To determine why this was, the investigators compared IsdB-specific antibodies generated by SA infection, antibodies generated by infection followed by vaccination, and antibodies generated by vaccination alone. They noted that opsonophagocytic killing (OPK) of SA by neutrophils was more efficient in the SA vaccinated and infection-naïve mice.

This observation led the investigators to explore antibody glycosylation, which has been proven to reduce opsonophagocytosis by blunting FcgRIII and FcgRIIb binding. After seeing no difference in FcgRIIb binding between the antibodies of naïve mice and infected mice, the investigators concluded that α2,3 sialylation of anti-IsdB antibodies had likely blunted opsonophagocytosis through interaction with another receptor on myeloid cells.

When the investigators vaccinated mice only against the protective component of the IsdB protein, both the SA-infected and SA naïve mice were protected.

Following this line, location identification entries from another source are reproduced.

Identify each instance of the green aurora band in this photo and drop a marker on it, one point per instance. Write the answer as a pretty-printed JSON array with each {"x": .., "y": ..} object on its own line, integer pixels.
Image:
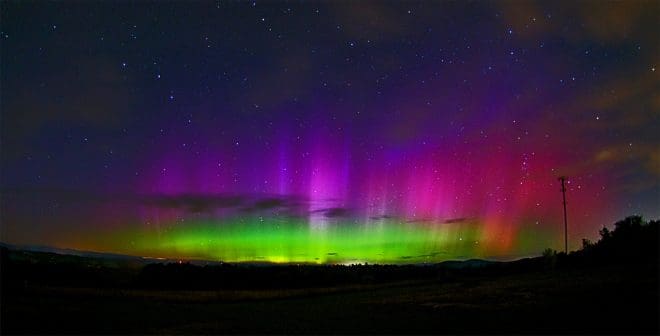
[{"x": 290, "y": 240}]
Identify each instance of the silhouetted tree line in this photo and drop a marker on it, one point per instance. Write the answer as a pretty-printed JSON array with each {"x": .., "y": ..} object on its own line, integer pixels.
[{"x": 633, "y": 241}]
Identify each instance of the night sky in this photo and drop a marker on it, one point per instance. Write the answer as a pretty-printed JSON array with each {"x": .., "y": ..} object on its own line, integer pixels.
[{"x": 326, "y": 131}]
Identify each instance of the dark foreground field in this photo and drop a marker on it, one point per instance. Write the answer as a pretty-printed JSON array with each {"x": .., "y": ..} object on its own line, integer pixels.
[
  {"x": 596, "y": 300},
  {"x": 607, "y": 287}
]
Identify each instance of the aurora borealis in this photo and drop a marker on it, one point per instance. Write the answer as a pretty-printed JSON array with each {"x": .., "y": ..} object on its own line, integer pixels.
[{"x": 326, "y": 132}]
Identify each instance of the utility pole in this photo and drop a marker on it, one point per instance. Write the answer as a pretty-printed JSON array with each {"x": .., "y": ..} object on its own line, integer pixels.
[{"x": 563, "y": 192}]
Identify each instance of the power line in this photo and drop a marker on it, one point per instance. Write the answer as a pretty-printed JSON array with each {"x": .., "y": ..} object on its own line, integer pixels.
[{"x": 563, "y": 192}]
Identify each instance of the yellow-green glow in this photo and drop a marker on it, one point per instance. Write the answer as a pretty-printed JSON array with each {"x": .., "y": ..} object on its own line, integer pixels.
[{"x": 282, "y": 240}]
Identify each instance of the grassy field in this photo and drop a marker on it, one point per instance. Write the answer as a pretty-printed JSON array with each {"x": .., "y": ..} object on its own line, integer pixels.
[{"x": 597, "y": 300}]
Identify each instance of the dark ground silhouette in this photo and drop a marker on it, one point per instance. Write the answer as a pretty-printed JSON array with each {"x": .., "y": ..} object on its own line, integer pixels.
[{"x": 610, "y": 286}]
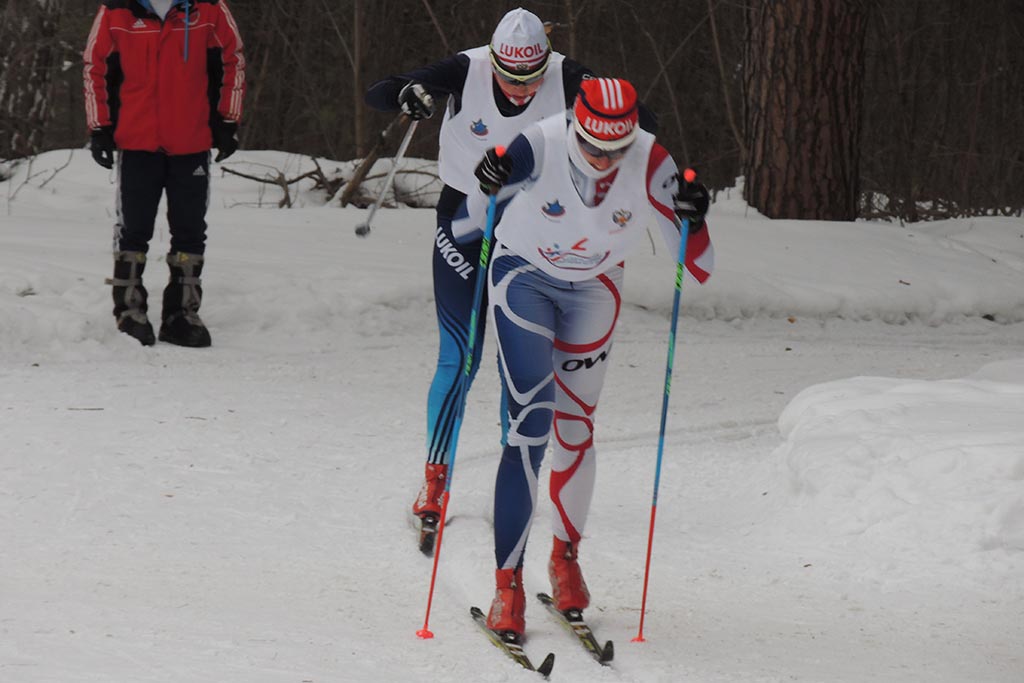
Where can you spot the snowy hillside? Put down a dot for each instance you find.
(842, 496)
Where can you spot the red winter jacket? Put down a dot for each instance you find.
(138, 80)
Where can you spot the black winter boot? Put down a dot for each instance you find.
(182, 297)
(130, 296)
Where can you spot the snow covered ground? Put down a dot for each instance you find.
(842, 496)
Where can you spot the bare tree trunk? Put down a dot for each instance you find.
(30, 56)
(359, 117)
(805, 70)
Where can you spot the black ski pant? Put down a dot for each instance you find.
(142, 178)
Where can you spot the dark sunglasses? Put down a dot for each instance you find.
(595, 151)
(516, 79)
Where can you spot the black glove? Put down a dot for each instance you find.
(416, 102)
(691, 202)
(101, 144)
(493, 171)
(225, 138)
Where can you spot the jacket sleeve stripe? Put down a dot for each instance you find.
(94, 74)
(235, 69)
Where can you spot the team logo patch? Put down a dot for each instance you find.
(553, 209)
(576, 257)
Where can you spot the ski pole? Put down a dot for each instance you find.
(481, 276)
(363, 229)
(689, 175)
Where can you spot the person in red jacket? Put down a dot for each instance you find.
(164, 83)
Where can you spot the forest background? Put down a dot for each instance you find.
(901, 110)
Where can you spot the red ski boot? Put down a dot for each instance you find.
(428, 506)
(568, 590)
(508, 611)
(429, 500)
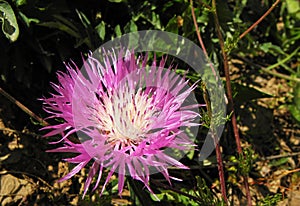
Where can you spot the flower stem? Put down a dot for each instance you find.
(230, 97)
(218, 151)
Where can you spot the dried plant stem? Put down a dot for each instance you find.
(23, 107)
(260, 19)
(218, 151)
(230, 97)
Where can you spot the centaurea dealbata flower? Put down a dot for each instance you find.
(128, 116)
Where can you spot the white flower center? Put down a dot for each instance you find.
(126, 115)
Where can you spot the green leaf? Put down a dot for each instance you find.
(28, 20)
(19, 2)
(10, 26)
(130, 27)
(100, 28)
(62, 27)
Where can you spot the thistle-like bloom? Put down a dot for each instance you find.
(129, 117)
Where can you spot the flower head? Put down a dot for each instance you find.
(129, 117)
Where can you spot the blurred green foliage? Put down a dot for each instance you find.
(38, 35)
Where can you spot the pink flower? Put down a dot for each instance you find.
(128, 116)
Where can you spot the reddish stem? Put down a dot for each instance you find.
(260, 19)
(218, 151)
(230, 98)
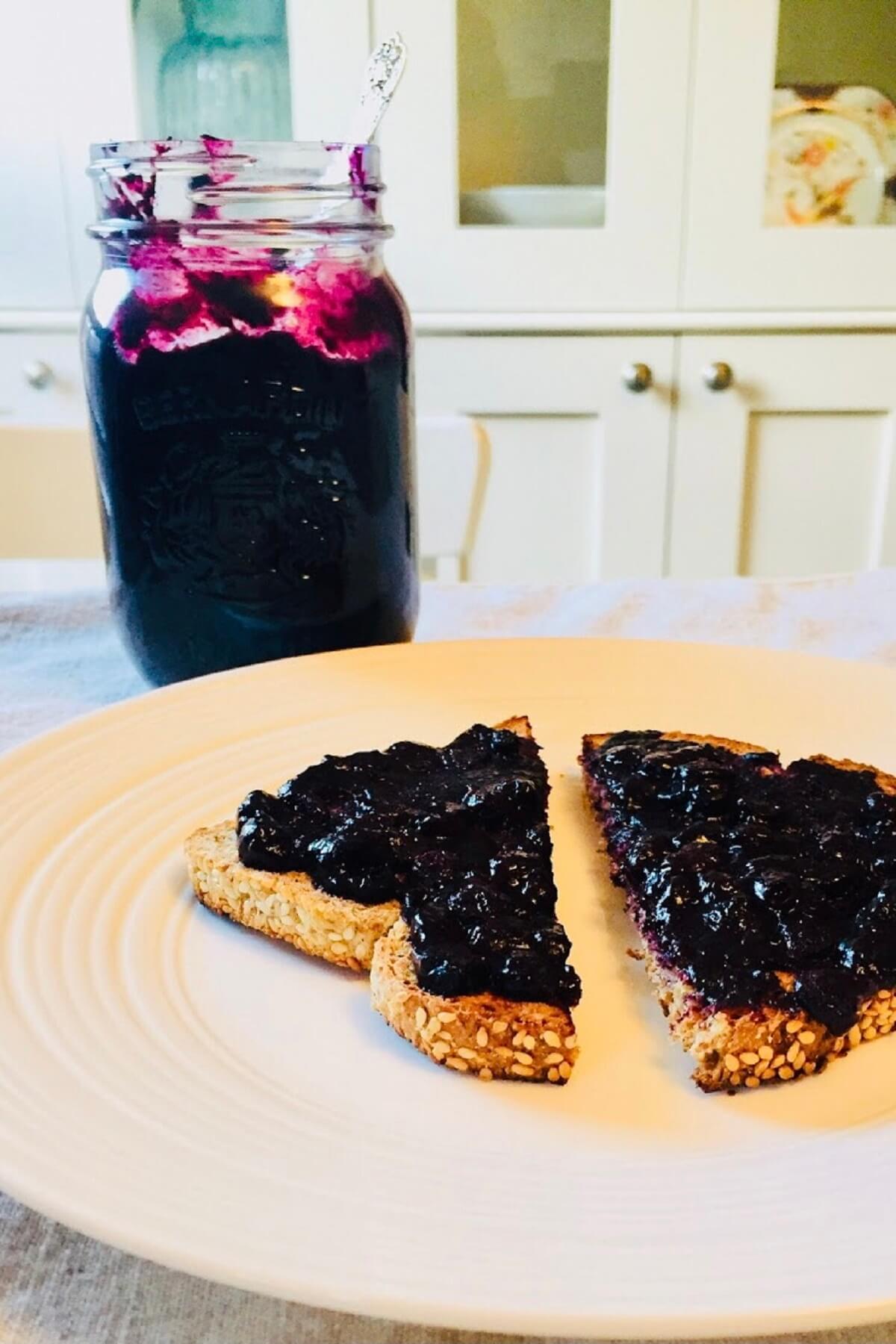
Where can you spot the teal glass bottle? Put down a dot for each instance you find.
(228, 74)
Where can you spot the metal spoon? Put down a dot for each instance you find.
(382, 74)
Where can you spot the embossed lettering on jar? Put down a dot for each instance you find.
(247, 369)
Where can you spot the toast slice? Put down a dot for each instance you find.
(284, 905)
(289, 905)
(768, 964)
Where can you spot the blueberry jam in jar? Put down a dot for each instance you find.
(247, 370)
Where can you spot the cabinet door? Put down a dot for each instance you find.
(793, 167)
(535, 152)
(571, 475)
(790, 470)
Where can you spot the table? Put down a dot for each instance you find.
(60, 656)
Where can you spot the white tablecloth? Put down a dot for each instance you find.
(60, 656)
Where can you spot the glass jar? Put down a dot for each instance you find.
(247, 370)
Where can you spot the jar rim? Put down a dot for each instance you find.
(104, 152)
(211, 187)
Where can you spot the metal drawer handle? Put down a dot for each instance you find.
(718, 376)
(637, 378)
(38, 374)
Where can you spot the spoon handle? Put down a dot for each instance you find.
(382, 74)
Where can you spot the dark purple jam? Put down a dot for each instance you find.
(739, 870)
(458, 833)
(253, 445)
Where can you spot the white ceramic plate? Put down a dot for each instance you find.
(203, 1097)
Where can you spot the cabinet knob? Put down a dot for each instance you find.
(637, 378)
(38, 374)
(718, 376)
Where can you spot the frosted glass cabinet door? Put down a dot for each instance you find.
(535, 152)
(570, 480)
(793, 169)
(790, 470)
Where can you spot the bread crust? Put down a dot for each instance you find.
(477, 1034)
(747, 1048)
(284, 905)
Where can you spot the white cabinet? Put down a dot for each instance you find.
(790, 470)
(571, 480)
(625, 146)
(734, 260)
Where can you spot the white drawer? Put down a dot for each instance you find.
(40, 382)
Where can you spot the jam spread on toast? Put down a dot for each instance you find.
(755, 882)
(458, 833)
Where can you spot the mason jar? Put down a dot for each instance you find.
(249, 379)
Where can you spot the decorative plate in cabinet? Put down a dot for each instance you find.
(832, 158)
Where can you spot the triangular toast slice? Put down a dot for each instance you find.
(765, 895)
(447, 851)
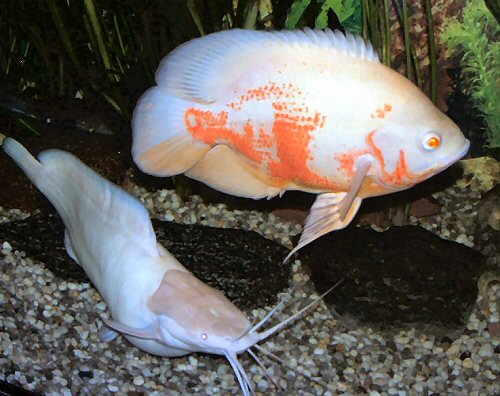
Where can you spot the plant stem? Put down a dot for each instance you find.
(406, 27)
(432, 50)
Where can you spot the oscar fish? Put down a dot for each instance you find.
(255, 114)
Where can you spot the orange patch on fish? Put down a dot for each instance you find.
(212, 129)
(401, 174)
(290, 134)
(347, 160)
(380, 113)
(293, 136)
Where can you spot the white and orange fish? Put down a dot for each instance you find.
(254, 114)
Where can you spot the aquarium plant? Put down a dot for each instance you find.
(475, 39)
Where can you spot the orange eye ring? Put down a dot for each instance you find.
(432, 141)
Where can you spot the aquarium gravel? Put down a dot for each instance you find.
(49, 329)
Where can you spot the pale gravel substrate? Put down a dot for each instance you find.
(52, 338)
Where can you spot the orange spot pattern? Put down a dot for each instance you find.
(290, 135)
(347, 160)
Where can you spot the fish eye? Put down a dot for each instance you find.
(431, 141)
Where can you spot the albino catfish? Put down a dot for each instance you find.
(255, 114)
(158, 305)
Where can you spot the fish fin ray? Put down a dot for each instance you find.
(161, 144)
(334, 211)
(77, 191)
(324, 217)
(69, 246)
(198, 70)
(223, 170)
(149, 332)
(105, 334)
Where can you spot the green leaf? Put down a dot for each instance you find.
(348, 12)
(296, 11)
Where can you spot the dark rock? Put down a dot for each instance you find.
(425, 207)
(486, 237)
(405, 275)
(246, 267)
(7, 389)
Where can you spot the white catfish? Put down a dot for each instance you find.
(156, 303)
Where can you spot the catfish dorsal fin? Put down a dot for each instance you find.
(203, 69)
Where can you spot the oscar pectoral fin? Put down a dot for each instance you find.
(334, 211)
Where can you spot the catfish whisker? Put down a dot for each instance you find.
(266, 370)
(269, 353)
(245, 384)
(267, 333)
(266, 318)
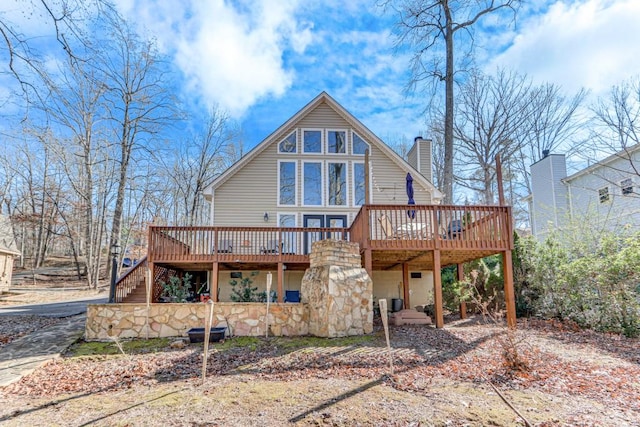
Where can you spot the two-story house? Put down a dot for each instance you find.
(310, 172)
(324, 175)
(604, 194)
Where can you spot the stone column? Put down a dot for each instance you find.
(338, 290)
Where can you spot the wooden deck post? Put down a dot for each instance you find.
(509, 294)
(437, 290)
(280, 282)
(214, 283)
(368, 262)
(151, 278)
(463, 304)
(405, 285)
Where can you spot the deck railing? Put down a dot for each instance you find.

The investigators concluded, “he earlier vaccines failed because of the faulty memory of the pathogen and the corresponding immune response.”

A successful staph vaccine would likely be the most effective way to reduce the burden of infections and the advance of antimicrobial resistance. “Based on new understanding of how staph vaccines failed, we could look for new ways to overcome the root cause of vaccine failure in our study—the non-protective memory left by prior staph exposure,” said study author George Liu, MD, PhD.

Unlike mice and other animals in a laboratory setting, over 50% of human infants are exposed to SA during their first 2 months of life. This mechanistic framework explaining the failure of the IsdB vaccine trial may soon lead to a successful S aureus vaccine.